Un primo nucleo che potrebbe essere ampliato molto presto. Oltre a Le Pen, 82 anni, l’iniziativa vede la presenza di Adam Walker, numero due del British National Party (BNP) e di 20 deputati e componenti dell’Alleanza dei movimenti nazionali europei, che riunisce partiti di estrema destra come Fpo (Austria), Jobbik (Ungheria) e Partido national (Portogallo). Assente per l’Italia, in base a quanto detto dagli organizzatori, la Fiamma Tricolore.

Il Giappone, a differenza dell’Europa, non ha partiti d’estrema destra, ma organizzazioni nazionaliste. Tra queste lo Issuikai, guidato da Mitsuhiro Kimura, è stato fondato nel 1972 dai seguaci del romanziere militarista Yukio Mishima che commise ‘seppuku’, il suicidio rituale giapponese, dopo un fallito golpe per ripristinare i pieni poteri dell’imperatore.
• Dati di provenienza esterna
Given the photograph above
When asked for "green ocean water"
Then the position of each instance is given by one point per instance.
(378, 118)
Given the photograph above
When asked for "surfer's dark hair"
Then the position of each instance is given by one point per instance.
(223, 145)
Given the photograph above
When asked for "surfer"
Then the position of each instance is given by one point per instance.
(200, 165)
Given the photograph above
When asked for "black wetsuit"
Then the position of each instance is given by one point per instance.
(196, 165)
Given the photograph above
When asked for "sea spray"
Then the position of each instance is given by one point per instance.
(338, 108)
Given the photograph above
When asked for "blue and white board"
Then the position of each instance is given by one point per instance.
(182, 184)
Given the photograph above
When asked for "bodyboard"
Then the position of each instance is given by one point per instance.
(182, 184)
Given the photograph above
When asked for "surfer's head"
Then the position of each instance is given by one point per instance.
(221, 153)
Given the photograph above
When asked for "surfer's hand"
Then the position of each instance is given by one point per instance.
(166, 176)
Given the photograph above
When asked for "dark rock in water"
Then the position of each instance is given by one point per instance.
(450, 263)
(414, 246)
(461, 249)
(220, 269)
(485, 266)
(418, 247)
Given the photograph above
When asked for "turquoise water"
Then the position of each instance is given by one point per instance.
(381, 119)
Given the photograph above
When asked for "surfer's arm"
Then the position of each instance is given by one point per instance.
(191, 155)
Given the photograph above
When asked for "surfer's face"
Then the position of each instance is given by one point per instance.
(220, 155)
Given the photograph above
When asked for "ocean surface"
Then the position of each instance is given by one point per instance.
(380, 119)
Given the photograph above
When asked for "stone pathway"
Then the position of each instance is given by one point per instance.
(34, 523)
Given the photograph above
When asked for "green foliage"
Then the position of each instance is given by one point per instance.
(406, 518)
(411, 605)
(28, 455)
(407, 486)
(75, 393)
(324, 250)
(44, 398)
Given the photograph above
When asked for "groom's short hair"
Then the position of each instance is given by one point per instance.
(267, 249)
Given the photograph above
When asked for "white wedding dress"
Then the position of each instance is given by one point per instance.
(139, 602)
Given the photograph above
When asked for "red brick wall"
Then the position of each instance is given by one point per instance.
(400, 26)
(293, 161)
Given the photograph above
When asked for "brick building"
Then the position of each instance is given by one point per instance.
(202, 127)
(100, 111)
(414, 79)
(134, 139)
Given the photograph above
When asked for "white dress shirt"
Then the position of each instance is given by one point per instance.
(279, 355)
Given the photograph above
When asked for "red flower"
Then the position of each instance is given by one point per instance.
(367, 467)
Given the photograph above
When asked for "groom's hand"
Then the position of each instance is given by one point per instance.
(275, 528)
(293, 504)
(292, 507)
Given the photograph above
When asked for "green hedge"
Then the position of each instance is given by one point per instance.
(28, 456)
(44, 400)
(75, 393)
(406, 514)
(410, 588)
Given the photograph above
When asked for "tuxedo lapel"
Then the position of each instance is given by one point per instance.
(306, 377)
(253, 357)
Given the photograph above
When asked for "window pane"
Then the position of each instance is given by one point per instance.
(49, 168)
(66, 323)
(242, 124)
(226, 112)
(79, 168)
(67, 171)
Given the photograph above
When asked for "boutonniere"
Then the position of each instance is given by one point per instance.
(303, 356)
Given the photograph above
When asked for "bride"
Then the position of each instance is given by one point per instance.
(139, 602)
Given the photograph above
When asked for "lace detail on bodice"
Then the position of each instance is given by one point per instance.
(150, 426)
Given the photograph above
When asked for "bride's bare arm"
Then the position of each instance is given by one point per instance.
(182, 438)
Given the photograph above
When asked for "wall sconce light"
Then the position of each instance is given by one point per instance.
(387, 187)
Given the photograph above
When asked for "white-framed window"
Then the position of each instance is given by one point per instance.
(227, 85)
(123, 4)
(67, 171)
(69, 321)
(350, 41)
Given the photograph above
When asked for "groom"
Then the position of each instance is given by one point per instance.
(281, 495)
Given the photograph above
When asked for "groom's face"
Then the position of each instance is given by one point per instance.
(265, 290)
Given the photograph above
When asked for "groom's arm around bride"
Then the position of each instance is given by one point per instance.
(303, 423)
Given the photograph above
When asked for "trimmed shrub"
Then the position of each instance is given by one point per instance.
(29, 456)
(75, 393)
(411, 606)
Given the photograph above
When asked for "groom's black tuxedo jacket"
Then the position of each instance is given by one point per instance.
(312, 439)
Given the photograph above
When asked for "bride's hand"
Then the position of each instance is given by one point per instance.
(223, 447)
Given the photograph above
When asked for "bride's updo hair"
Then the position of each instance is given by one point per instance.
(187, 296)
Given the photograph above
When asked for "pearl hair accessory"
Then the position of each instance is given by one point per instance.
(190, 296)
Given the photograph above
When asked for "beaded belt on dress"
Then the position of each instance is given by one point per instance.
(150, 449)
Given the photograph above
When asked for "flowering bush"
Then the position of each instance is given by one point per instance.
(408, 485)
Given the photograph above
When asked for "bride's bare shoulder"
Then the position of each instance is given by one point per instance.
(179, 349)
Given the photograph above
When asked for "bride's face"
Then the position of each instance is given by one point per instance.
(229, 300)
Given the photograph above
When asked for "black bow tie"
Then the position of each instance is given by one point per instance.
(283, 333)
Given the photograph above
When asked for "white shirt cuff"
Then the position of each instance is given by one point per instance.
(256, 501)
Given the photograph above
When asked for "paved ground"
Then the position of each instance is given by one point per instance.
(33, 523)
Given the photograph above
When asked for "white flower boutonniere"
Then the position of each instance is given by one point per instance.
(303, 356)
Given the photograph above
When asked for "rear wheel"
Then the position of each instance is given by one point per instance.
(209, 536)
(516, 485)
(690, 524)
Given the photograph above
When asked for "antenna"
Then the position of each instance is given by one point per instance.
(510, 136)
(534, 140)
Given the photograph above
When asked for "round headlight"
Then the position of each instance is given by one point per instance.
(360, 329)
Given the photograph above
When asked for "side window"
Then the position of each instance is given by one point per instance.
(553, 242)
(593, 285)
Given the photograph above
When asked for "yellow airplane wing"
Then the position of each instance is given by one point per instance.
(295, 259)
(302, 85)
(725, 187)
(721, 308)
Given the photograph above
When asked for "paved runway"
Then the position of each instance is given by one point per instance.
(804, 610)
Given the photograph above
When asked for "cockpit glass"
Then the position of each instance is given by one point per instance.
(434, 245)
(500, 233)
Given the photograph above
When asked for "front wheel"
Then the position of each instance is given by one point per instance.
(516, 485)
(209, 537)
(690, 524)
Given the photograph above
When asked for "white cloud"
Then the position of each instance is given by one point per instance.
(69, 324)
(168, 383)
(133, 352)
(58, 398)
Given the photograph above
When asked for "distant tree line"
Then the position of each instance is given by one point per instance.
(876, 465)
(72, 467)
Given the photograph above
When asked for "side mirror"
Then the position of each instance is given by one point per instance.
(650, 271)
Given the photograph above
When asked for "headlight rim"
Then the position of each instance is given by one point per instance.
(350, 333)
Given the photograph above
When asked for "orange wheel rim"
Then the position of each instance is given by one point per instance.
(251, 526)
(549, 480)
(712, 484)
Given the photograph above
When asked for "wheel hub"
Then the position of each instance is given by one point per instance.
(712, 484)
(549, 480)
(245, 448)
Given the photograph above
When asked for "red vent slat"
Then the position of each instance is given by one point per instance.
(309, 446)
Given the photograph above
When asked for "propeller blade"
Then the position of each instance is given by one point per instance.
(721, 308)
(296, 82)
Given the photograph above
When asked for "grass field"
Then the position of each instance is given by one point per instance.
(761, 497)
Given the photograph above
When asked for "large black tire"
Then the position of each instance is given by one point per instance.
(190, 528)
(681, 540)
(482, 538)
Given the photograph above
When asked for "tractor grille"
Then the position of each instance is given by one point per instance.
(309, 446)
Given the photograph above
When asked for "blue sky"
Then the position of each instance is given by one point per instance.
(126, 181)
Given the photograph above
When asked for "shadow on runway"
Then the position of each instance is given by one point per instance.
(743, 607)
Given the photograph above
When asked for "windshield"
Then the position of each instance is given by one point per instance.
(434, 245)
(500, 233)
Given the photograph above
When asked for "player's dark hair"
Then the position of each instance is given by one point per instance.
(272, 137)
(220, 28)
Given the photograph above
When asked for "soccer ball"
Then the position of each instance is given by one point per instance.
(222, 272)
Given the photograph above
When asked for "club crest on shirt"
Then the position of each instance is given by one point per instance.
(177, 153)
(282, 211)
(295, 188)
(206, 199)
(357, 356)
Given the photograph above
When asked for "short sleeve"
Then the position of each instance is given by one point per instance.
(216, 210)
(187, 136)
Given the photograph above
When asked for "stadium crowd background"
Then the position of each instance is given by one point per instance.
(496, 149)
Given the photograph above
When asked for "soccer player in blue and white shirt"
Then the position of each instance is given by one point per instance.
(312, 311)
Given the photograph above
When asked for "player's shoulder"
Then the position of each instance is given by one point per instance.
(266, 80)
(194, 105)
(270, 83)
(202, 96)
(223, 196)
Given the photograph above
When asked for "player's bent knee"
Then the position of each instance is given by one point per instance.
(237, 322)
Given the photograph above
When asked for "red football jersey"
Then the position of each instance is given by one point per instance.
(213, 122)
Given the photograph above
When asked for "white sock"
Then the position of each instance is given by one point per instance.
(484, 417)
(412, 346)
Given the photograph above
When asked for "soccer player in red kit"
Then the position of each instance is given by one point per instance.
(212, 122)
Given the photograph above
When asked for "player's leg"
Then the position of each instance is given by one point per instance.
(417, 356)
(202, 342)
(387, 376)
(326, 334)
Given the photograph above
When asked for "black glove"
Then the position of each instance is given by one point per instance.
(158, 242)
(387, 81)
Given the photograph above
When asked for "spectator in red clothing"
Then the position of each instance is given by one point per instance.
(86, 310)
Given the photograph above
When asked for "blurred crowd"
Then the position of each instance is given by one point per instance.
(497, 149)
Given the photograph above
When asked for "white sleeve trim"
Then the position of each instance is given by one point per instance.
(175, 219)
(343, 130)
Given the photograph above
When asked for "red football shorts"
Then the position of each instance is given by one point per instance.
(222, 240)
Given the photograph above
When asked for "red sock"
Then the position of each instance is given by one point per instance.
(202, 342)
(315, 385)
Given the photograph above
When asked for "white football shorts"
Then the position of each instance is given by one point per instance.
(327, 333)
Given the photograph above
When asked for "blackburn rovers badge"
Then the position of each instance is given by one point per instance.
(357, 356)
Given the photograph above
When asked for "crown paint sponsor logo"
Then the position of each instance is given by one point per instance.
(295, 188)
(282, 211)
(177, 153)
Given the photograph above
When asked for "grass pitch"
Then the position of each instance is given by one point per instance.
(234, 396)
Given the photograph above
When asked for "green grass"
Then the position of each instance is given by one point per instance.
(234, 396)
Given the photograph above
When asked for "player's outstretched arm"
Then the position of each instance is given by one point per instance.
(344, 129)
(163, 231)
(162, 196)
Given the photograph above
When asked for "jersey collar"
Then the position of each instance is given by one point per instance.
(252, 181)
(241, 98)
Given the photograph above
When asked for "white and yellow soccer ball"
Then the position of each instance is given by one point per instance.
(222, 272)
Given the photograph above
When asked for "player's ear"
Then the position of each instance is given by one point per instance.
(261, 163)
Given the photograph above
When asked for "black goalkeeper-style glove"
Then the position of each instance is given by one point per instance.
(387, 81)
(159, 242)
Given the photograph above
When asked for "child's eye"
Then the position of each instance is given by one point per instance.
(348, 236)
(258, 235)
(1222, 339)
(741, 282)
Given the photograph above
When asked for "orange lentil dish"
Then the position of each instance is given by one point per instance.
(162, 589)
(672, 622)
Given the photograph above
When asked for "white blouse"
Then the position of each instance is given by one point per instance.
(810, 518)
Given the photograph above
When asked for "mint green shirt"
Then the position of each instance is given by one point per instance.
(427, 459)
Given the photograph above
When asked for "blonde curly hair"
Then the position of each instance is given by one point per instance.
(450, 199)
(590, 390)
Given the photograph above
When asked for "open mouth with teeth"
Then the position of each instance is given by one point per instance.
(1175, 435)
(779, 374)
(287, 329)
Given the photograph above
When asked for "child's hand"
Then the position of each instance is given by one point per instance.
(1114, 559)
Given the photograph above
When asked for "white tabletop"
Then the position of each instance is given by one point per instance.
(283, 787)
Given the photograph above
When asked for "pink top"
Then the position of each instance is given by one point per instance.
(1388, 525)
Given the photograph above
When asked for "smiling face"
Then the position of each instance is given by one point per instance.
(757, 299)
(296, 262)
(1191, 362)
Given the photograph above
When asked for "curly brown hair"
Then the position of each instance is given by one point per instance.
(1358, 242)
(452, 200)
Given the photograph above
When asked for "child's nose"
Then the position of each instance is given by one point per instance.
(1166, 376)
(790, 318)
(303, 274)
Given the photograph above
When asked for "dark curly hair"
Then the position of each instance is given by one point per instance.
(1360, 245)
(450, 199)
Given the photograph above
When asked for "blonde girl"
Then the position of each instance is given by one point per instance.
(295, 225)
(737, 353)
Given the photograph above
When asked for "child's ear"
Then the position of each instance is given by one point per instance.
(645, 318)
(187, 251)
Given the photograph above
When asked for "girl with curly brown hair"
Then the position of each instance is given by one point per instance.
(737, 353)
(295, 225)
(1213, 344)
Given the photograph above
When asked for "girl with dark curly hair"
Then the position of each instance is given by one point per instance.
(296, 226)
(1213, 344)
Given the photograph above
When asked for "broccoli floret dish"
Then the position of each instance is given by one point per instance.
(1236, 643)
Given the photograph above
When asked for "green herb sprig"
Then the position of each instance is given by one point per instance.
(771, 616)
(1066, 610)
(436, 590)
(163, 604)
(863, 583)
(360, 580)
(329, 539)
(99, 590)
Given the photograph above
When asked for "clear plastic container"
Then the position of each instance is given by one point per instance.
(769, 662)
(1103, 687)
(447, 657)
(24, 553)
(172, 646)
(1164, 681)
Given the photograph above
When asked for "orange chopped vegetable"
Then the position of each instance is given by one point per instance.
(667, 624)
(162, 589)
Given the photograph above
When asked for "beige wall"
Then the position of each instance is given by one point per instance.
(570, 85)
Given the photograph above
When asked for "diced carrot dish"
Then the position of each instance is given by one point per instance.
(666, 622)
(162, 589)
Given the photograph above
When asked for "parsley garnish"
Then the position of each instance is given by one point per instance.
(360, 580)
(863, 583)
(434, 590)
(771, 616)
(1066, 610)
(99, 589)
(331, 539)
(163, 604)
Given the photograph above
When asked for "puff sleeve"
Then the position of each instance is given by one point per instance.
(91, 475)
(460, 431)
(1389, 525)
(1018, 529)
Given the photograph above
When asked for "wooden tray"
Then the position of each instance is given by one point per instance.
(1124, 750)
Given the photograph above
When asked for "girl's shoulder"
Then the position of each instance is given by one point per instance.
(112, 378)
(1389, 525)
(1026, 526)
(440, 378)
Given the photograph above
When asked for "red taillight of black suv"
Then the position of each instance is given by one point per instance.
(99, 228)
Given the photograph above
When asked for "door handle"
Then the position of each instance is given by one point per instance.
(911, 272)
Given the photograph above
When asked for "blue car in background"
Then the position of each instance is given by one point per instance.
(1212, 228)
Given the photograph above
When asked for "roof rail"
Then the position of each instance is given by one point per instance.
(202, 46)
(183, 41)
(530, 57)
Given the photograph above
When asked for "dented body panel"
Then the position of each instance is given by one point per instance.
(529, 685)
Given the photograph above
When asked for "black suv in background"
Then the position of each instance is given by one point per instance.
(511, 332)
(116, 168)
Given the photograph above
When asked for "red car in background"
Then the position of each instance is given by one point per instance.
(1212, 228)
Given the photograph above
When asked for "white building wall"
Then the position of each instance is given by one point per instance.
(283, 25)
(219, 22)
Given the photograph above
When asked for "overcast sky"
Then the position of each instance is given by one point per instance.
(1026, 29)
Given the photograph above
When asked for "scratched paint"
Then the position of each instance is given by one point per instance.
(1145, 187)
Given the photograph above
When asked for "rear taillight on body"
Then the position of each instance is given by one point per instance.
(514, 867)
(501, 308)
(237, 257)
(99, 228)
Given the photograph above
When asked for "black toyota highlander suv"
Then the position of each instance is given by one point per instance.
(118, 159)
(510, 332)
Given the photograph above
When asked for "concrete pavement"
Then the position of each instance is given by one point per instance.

Il movimento, oltre a negare le violenze commesse a Nanchino nel 1937 con l’uccisione di centinaia di migliaia di civili e lo stupro di 20.000-80.000 donne ad opera dei soldati dell’esercito imperiale, si batte contro la presenza militare Usa. Sabato, tra gli eventi delsessantacinquesimo anniversario della resa del Giappone agli americani, i delegati renderanno omaggio allo Yasukuni, il contestato santuario in onore dei 2,5 milioni di soldati morti per il Giappone tra cui 14 criminali di guerra di ‘prima classe’ condannati a morte dagli Alleati.

”Non mi preoccupa onorare i veterani dei Paesi avversari o ex-nemici”, ha tagliato corto Le Pen: ”i criminali di guerra non sono un’esclusiva dei vinti. Ci sono anche tra i vincitori”. ”La conferenza – ha rilevato da parte sua Philip Claeys, leader fiammingo separatista del Vlaams Belang – punta sui temi del XXI secolo: siamo di fronte a minacce come terrorismo islamico, libero scambio e globalizzazione”.